My other thought was, if they're just going to add up the scores anyway, and identifying levels of elements plus assigning grades of execution plus giving component scores is too much for any single individual to manage in real time, which is why they needed to separate the caller and judge functions, perhaps they need to break it up differently. Because grading the execution of all the elements *and* rating the components does appear to be too much to do at the same time.
So maybe, for singles, you would have:
-one set of officials identify and grade the jumps and spins (these are relatively easy for anyone who's motivated to learn to identify even if they never skated themselves, so it would be a good first assignment for judges from smaller, newer skating countries who have trouble fielding experienced judges)

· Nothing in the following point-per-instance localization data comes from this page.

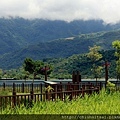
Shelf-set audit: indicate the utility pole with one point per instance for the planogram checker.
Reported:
(106, 72)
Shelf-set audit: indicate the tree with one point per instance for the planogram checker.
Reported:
(116, 45)
(94, 56)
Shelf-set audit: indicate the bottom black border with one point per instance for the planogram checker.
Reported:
(60, 117)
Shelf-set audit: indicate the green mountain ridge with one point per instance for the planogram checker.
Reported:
(60, 48)
(17, 33)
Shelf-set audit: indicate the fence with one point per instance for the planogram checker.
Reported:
(38, 88)
(60, 91)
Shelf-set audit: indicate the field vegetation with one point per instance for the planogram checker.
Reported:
(103, 103)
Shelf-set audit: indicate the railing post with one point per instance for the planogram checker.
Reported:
(71, 94)
(14, 99)
(22, 87)
(32, 98)
(83, 90)
(13, 86)
(4, 86)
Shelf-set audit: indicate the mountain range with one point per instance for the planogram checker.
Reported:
(42, 39)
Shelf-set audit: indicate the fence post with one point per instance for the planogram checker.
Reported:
(100, 85)
(3, 86)
(31, 86)
(83, 90)
(22, 87)
(14, 99)
(32, 97)
(73, 77)
(71, 95)
(13, 86)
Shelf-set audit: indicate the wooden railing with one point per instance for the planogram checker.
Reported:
(60, 91)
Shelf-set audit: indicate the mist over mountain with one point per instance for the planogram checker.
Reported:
(41, 39)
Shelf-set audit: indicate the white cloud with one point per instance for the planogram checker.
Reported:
(107, 10)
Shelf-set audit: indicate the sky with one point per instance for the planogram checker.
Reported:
(68, 10)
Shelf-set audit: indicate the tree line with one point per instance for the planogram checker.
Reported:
(35, 69)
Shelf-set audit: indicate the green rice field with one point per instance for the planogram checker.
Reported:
(102, 103)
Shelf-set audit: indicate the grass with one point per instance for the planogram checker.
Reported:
(102, 103)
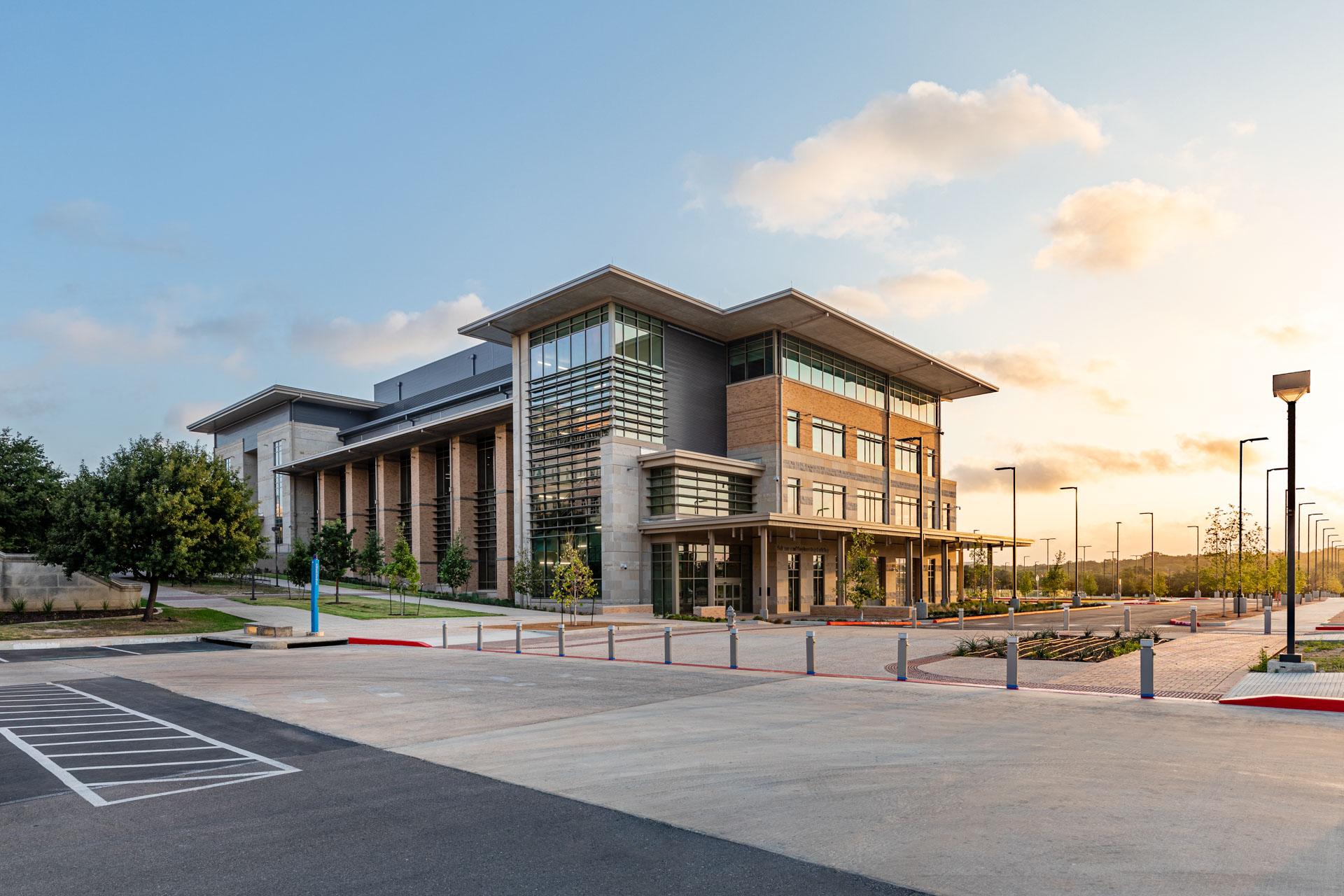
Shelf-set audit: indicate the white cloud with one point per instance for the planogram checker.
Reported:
(1126, 225)
(920, 295)
(88, 222)
(397, 336)
(836, 182)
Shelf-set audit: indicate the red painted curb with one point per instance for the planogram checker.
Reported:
(1288, 701)
(390, 643)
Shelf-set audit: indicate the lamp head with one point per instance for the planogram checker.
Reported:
(1292, 386)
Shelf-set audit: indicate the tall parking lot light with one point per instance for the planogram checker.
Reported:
(1292, 387)
(1077, 601)
(1241, 453)
(1000, 469)
(1152, 550)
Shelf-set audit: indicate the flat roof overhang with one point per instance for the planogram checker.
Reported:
(790, 311)
(274, 397)
(403, 438)
(783, 522)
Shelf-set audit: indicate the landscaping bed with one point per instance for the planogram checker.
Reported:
(1050, 645)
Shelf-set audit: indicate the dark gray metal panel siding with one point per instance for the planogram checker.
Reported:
(444, 371)
(249, 429)
(326, 415)
(696, 399)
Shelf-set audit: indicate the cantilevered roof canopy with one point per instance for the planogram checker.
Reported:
(274, 397)
(790, 311)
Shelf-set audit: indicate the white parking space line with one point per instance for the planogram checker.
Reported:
(46, 729)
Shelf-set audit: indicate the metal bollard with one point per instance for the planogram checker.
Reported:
(1145, 668)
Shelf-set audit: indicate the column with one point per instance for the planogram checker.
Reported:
(505, 546)
(356, 500)
(464, 501)
(422, 512)
(388, 498)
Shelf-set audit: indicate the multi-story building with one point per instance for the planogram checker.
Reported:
(698, 456)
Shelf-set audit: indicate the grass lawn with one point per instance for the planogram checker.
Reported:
(171, 621)
(362, 608)
(1328, 656)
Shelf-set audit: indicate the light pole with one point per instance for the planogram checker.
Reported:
(1292, 387)
(1119, 590)
(1077, 601)
(1241, 453)
(999, 469)
(1152, 548)
(1273, 469)
(1196, 558)
(1308, 543)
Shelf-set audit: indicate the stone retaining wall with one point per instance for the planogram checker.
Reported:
(23, 578)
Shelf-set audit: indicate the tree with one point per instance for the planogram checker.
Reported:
(402, 570)
(335, 550)
(299, 564)
(159, 510)
(860, 571)
(454, 567)
(526, 577)
(370, 559)
(573, 580)
(30, 486)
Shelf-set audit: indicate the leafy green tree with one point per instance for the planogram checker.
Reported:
(335, 550)
(30, 486)
(454, 567)
(526, 577)
(371, 558)
(402, 570)
(299, 564)
(159, 510)
(573, 580)
(860, 573)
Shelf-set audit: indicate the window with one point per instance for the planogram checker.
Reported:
(870, 505)
(794, 564)
(828, 500)
(906, 457)
(277, 458)
(827, 437)
(870, 448)
(752, 358)
(675, 489)
(905, 511)
(568, 344)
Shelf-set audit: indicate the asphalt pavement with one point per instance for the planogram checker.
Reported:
(351, 820)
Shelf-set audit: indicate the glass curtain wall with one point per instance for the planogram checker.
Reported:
(593, 375)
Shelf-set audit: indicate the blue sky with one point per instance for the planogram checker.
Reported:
(194, 195)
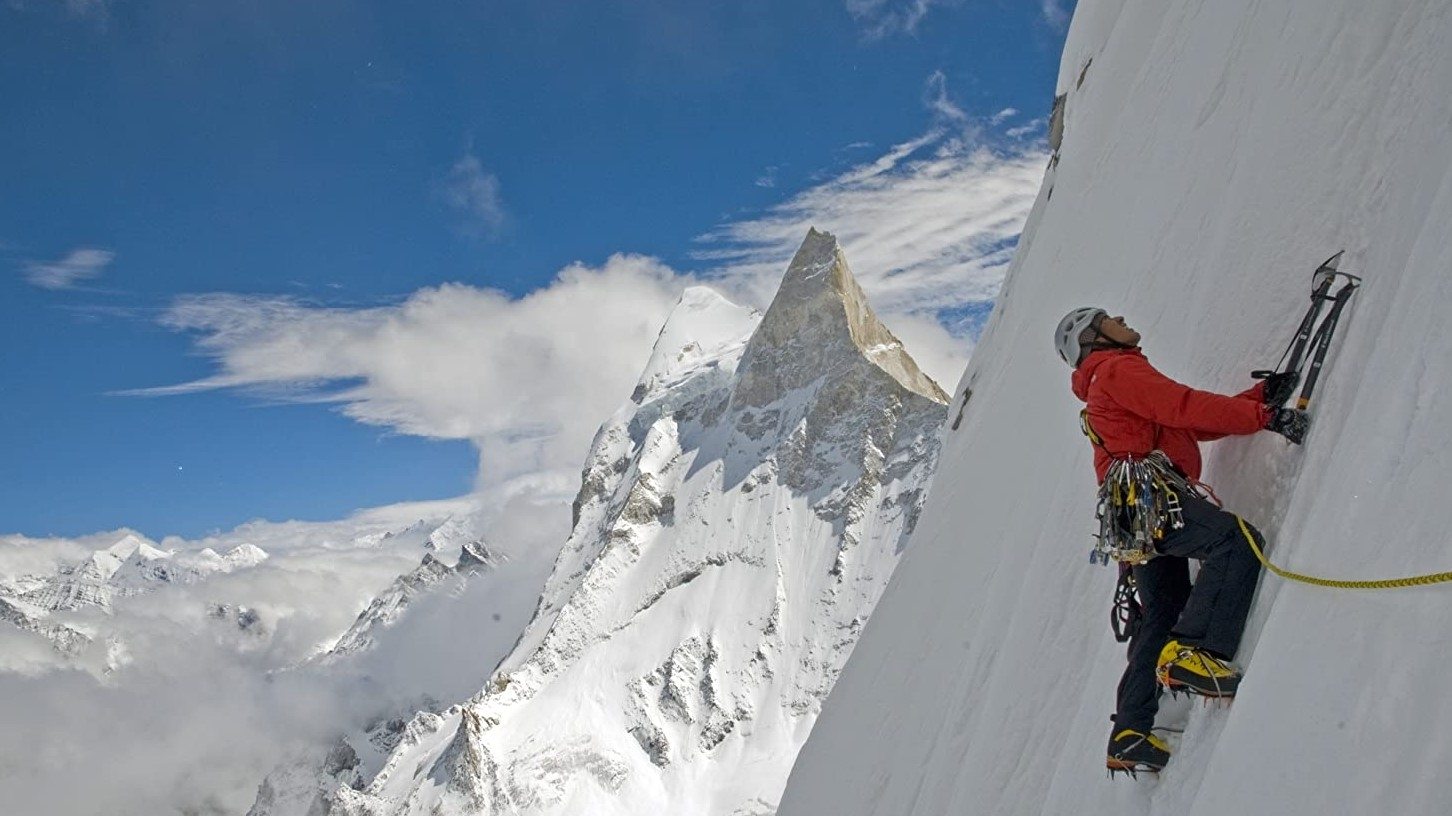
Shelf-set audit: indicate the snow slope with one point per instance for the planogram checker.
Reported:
(1213, 154)
(735, 524)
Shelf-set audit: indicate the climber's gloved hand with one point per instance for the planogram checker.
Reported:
(1290, 423)
(1278, 388)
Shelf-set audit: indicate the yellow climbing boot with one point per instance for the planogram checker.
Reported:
(1136, 751)
(1197, 671)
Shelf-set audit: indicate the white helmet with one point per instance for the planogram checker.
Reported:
(1070, 330)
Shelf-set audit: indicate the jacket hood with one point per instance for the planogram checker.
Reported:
(1083, 375)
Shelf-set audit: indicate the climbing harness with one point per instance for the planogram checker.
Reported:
(1339, 584)
(1311, 337)
(1139, 503)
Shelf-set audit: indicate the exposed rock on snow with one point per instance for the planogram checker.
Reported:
(735, 524)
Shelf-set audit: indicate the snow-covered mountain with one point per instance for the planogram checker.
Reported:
(129, 566)
(1211, 156)
(735, 524)
(392, 603)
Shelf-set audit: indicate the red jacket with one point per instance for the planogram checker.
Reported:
(1136, 410)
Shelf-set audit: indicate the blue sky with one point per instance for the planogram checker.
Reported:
(190, 193)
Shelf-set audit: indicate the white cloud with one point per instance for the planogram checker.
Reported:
(883, 18)
(526, 379)
(1054, 13)
(935, 98)
(928, 227)
(79, 264)
(204, 710)
(1027, 129)
(474, 193)
(1002, 115)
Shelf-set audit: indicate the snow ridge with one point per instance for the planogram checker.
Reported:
(735, 524)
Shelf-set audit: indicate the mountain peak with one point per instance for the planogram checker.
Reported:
(819, 321)
(702, 327)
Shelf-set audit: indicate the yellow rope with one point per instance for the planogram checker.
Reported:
(1335, 584)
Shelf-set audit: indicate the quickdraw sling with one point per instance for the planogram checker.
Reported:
(1139, 503)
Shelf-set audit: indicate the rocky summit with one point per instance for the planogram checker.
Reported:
(736, 521)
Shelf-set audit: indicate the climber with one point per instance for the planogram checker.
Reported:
(1188, 633)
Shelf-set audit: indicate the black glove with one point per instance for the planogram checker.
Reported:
(1290, 423)
(1279, 386)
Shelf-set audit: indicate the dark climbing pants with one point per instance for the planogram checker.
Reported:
(1210, 614)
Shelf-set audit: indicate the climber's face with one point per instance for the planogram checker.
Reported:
(1115, 330)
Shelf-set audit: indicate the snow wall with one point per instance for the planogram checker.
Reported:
(1213, 156)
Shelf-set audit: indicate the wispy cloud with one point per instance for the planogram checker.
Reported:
(1054, 13)
(474, 193)
(1002, 115)
(526, 379)
(935, 98)
(64, 273)
(930, 227)
(884, 18)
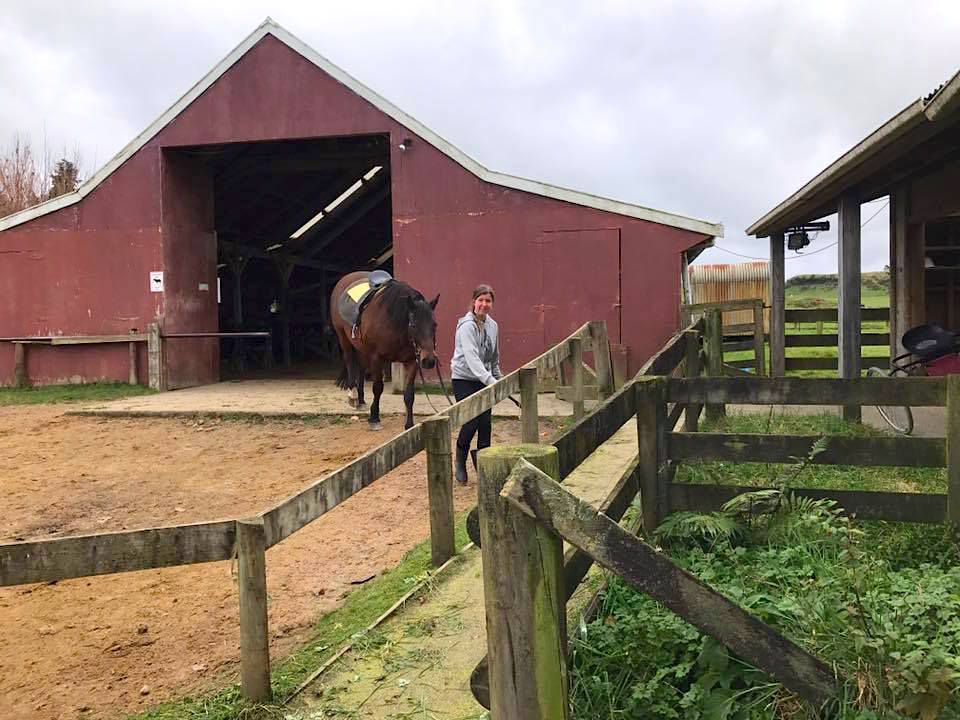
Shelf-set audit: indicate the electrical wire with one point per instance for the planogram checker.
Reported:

-one set to identify the difficulty of the step (and spiral) sequences and also to rate the skating skills and transitions (this definitely takes more skating knowledge and experience)
-one set to rate the performance, choreography, and interpretation (these officials should have a significant degree of training in the arts, probably from other sources in addition to ISU seminars)
Obviously for pairs and dance the breakdowns would need to be different.
If you combine the identification (calling) and grading functions in the same individuals, then maybe instead of some aspects being rewarded or penalized in the level of the element and others in the GOE, there would just be a certain number of bonus points and deductions available for each element that the judges could award for both added difficulty, outright errors, and positive or negative quality.
But now that the existing system is in place, I doubt they'll actually reconsider the basics that drastically. Although putting in more checks and balances to the calling function and letting a separate panel assign component scores would be less drastic, so maybe we can hope for it.